La battaglia legale tra Apple e Qualcomm continua senza sosta, con quest’ultima che ha presentato una denuncia contro Apple per bloccare la vendita e la produzione degli iPhone in Cina.

Qualcomm ha presentato una denuncia presso un tribunale cinese per chiedere di vietare la vendita e la produzione degli iPhone nel paese. Si tratterebbe di un colpo durissimo per Apple, non solo perchè la Cina è il secondo mercato smartphone più grande dopo quello USA, ma anche perchè ci sarebbero non poche difficoltà nella produzione degli iPhone. Il motivo è sempre lo stesso: brevetti Qualcomm usati sugli iPhone e che Apple non starebbe più pagando.
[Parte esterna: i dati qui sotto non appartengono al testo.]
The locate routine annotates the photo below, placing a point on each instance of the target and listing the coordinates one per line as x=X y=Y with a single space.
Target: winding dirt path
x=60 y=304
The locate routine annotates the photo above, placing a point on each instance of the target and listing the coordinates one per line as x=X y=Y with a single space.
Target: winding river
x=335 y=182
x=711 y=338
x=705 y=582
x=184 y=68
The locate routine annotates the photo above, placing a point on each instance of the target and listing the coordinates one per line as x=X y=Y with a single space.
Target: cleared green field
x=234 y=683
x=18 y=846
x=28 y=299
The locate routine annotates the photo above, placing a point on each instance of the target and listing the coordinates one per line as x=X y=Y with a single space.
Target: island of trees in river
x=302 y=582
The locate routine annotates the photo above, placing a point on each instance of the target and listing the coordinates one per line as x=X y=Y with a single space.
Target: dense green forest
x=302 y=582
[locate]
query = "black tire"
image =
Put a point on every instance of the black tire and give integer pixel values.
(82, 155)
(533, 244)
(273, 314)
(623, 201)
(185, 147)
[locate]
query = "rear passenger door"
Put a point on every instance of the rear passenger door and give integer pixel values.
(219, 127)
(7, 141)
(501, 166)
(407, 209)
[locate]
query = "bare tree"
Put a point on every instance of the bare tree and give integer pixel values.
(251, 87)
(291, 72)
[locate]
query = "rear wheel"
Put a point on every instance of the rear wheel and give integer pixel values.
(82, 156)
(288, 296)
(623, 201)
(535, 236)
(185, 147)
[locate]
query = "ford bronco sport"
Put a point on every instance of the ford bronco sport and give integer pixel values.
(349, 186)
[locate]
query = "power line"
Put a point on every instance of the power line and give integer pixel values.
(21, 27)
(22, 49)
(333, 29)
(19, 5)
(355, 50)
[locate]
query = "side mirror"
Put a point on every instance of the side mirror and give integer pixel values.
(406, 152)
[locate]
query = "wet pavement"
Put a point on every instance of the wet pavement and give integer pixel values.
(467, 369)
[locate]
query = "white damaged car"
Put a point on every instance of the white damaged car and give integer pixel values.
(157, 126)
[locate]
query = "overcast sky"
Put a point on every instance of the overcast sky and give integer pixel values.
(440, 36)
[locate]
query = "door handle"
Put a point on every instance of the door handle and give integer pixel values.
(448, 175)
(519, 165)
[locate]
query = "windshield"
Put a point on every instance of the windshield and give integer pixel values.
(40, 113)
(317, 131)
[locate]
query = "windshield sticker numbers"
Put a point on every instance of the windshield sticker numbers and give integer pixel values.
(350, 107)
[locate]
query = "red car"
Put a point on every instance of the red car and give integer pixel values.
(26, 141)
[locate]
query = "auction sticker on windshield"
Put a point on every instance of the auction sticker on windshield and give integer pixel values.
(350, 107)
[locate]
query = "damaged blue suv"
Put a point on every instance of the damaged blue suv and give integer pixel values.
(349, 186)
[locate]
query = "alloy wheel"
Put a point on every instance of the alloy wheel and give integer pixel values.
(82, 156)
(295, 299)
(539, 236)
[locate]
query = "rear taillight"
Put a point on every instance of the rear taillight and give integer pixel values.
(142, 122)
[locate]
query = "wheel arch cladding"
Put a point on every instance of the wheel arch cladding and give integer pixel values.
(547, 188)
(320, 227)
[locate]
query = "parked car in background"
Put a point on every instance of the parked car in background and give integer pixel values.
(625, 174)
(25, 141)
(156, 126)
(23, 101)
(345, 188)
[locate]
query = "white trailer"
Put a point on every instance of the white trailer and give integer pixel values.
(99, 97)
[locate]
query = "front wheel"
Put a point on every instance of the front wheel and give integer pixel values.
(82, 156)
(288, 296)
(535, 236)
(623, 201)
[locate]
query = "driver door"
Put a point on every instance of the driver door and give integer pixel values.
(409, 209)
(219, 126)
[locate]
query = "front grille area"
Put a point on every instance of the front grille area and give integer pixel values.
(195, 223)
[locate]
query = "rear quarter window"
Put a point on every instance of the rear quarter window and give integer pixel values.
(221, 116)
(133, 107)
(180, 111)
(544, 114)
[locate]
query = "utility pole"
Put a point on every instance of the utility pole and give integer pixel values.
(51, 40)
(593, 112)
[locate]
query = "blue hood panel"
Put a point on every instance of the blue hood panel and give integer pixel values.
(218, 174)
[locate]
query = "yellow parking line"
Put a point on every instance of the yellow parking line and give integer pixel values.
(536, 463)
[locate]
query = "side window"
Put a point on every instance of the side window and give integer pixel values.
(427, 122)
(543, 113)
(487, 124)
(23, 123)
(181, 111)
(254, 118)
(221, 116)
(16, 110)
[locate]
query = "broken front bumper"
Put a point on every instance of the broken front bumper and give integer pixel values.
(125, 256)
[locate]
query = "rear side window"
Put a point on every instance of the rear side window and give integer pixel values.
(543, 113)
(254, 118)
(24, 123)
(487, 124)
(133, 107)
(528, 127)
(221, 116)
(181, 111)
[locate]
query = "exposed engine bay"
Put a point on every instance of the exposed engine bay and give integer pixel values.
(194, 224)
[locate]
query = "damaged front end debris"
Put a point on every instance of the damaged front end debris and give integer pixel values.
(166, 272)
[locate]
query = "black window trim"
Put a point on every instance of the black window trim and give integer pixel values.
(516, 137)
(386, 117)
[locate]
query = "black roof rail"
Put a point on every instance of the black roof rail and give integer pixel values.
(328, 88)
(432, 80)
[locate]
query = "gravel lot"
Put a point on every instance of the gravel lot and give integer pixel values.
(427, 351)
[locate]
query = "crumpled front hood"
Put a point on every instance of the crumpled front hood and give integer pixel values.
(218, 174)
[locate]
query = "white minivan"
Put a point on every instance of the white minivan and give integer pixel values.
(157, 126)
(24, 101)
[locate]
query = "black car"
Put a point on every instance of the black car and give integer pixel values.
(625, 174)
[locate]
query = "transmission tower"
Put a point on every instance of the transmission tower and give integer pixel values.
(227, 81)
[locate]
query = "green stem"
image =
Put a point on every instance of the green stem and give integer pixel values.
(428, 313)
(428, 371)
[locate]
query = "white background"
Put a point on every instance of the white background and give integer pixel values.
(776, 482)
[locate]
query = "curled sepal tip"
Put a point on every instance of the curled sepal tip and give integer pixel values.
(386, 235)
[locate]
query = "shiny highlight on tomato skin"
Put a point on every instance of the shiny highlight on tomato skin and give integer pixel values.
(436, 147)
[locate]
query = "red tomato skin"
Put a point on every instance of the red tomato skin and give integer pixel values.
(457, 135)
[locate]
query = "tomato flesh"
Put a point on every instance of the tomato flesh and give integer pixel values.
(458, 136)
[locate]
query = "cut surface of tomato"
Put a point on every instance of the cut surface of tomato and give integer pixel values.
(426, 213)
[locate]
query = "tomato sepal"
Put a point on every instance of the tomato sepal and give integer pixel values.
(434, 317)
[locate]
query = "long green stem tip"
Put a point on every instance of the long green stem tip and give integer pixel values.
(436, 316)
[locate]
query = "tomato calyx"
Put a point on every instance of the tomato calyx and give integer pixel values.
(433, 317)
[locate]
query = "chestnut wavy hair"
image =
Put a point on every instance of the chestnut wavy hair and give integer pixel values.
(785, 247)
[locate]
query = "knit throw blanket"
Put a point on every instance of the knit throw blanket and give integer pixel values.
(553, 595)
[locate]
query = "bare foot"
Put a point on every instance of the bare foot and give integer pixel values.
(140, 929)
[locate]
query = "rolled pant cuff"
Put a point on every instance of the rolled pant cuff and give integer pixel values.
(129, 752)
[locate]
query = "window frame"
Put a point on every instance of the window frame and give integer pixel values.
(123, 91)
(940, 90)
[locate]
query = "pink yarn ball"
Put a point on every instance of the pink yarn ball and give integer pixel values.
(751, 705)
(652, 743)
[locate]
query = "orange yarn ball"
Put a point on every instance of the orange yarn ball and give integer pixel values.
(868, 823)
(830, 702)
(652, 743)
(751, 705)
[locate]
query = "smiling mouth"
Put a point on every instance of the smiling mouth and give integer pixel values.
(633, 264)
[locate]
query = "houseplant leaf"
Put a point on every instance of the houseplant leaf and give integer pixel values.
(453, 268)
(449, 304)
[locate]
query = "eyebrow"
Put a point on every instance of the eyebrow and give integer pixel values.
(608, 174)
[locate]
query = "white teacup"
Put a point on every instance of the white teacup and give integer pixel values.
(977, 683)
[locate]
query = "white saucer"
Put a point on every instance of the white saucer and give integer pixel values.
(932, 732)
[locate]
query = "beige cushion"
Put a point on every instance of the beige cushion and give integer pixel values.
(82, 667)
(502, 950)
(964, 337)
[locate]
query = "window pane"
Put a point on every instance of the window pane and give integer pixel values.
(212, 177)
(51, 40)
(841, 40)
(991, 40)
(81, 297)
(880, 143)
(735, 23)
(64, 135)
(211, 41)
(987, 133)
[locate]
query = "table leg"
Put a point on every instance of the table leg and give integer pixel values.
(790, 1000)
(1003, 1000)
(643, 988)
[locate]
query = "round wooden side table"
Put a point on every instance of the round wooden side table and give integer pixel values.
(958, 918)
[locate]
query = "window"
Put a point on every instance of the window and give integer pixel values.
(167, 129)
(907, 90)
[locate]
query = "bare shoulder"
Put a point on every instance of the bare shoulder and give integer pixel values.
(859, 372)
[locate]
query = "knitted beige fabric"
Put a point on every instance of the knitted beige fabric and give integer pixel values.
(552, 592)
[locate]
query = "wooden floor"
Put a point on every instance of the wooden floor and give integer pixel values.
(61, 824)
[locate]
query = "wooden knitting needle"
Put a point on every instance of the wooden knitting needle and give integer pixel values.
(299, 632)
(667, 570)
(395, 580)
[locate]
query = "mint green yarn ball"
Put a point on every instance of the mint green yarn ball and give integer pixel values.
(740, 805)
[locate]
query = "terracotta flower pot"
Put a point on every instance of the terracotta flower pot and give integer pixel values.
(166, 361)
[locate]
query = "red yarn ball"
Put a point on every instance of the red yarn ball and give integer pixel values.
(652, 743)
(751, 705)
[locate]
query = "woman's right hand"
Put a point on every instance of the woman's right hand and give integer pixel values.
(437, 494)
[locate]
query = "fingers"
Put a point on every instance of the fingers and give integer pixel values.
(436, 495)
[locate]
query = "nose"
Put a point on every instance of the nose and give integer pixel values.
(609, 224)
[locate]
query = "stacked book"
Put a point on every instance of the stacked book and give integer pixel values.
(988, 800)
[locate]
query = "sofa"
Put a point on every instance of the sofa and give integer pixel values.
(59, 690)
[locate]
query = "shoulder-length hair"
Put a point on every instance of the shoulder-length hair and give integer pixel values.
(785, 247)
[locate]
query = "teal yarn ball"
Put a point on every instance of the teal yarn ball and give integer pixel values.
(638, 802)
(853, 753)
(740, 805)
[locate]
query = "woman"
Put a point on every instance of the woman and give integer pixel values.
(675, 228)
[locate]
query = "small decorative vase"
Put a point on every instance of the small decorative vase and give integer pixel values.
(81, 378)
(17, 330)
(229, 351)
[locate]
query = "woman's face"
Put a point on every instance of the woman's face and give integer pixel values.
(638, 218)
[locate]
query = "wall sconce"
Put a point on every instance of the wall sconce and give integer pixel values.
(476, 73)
Aggiornamento: alcuni esperti legali affermano che è praticamente impossibile che Qualcomm possa vincere questa causa in Cina. In primo luogo, perchè la decisione spetta alle autorità cinesi e in Cina Apple ha creato migliaia di posti di lavoro; bloccare la produzione degli iPhone significa mandare a casa tantissimi lavoratori. In secondo luogo, se la causa andrà avanti, anche Apple denuncerà Qualcomm e rischia seriamente di vincere, come già fatto in altri paesi. Infine, anche se Qualcomm riuscisse a vincere, ci sono diversi passaggi legali che Apple potrebbe seguire per portare la causa per le lunghe e farla durare anni; in questo modo, la causa potrebbe finire quando gli iPhone incriminati saranno già “vecchi” e non più in vendita.

Ricordiamo che tutto è iniziato con una denuncia da parte di Apple, nella quale si affermava che Qualcomm aveva richiesto pagamenti per royalties di brevetti di cui non deteneva alcun diritto, arrivando a chiedere fino ad 1 miliardo di dollari per assicurare le forniture dei processori baseband degli iPhone. In totale, Qualcomm avrebbe “estorto” ad Apple 1 miliardo di dollari, che ora l’azienda richiede nella querela presentata nei mesi scorsi. Apple accusa Qualcomm anche di aver illecitamente aumentato i prezzi rispetto alla concorrenza, giocando proprio sulle non veritiere – dice Apple – royalties. In pratica, per gli avvocati di Apple, Qualcomm ha usato il suo “potere di monopolio” per non rispettare gli impegni FRAND (quelli che obbligano a concedere alcuni brevetti considerati standard del settore in modo equo, ragionevole e non discriminatorio) , facendo quindi pagare royalties molto più alte. La contro querela  presentata da Qualcomm nega queste accuse e parla di semplice volontà dell’azienda di Cupertino di avere minori costi di licenza.